Home Depot: US credit card firms slow to upgrade security

  

Visa and MasterCard are using security measures prone to fraud, putting retailers and customers at risk of hacking attacks by cyber thieves, The Home Depot Inc. says in a new federal lawsuit.

It's the latest giant retailer to raise serious concerns about security with its lawsuit filed this week in U.S. District Court in Atlanta. Last month, Arkansas-based Wal-Mart Stores Inc. sued Visa Inc. over similar issues.

Atlanta-based Home Depot says new payment cards with so-called "chip" technology, rolled out in the U.S. in recent years, remain less secure than cards used in Europe and elsewhere in the world.

Even with chips, U.S. cards still rely on customers' hand-written signatures for verification, rather than more secure Personal Identification Numbers, or PINs, Home Depot maintains.

"We are aware of the complaint and will respond in due course," Visa said in a statement Wednesday.

MasterCard representatives didn't immediately return calls and emails seeking comment.

A central issue in Home Depot's lawsuit is the retailer's accusation that Visa and MasterCard are conspiring to prevent adoption of more secure technology in order to maintain market dominance and profits.

"For years, Visa and MasterCard have been more concerned with protecting their own inflated profits and their dominant market positions than with the security of payment cards used by American consumers and the health of the United States economy," Home Depot states in its 138-page lawsuit.

About 80 nations use cards with chips, and most of them—including England, France and Australia—also require a PIN rather than a signature, Home Depot said.

"Such cards offer an extra layer of security beyond the chip itself, by requiring the user to enter a four-digit PIN, thereby ensuring that the individual using the card is the card's owner," Home Depot states in its lawsuit. "Signatures can be copied or forged, and cashiers are not handwriting experts trained to identify forged signatures."

As a result, U.S. consumers and merchants such as the Home Depot pay fraud-related costs that are "unrivaled in the rest of the industrial world."

In September 2014, Home Depot told its customers that 56 million debit and credit card numbers were compromised in a breach of its computer systems, and later said hackers also stole 53 million email addresses in addition to sensitive data from the cards.

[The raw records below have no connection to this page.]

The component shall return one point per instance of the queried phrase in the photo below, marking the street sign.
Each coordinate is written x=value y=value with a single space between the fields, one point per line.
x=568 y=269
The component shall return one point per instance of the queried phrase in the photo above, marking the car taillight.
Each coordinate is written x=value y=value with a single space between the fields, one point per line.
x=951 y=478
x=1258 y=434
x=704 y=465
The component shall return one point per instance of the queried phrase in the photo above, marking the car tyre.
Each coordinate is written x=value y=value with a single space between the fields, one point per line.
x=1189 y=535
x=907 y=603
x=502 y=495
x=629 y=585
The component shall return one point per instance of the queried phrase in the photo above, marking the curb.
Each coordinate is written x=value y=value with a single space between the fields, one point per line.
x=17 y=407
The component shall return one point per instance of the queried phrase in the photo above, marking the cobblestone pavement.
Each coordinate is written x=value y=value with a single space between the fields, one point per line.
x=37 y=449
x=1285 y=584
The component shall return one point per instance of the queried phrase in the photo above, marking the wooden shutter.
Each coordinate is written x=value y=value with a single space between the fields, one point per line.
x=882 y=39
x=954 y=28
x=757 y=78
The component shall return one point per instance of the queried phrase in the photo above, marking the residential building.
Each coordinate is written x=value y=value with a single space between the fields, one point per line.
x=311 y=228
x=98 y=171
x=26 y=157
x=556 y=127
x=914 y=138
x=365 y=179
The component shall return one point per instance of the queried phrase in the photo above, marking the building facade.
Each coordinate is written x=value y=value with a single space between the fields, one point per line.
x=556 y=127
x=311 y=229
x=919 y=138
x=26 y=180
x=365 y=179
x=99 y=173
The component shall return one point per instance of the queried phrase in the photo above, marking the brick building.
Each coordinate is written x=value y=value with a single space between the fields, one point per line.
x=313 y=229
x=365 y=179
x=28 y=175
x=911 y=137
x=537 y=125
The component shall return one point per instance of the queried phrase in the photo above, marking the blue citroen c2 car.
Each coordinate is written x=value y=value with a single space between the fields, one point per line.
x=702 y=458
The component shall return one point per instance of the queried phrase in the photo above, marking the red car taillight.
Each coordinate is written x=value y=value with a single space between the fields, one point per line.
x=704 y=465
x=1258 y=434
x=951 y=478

Several other retailers, such as Target stores, have also reported huge data breaches involving payment cards in recent years.

The lack of PIN requirements in the U.S. could lead to even greater fraud in the future, as more transactions shift to online payments, where no physical card is presented.

Last month, Wal-Mart said in a lawsuit that Visa won't allow it to let its customers verify chip-enabled debit card transactions with PINs rather than the less-secure signature method.

"PIN is the only truly secure form of cardholder verification in the marketplace today, and it offers superior security to our customers," a Wal-Mart spokesman told The Associated Press after its lawsuit was filed last month in the New York State Supreme Court.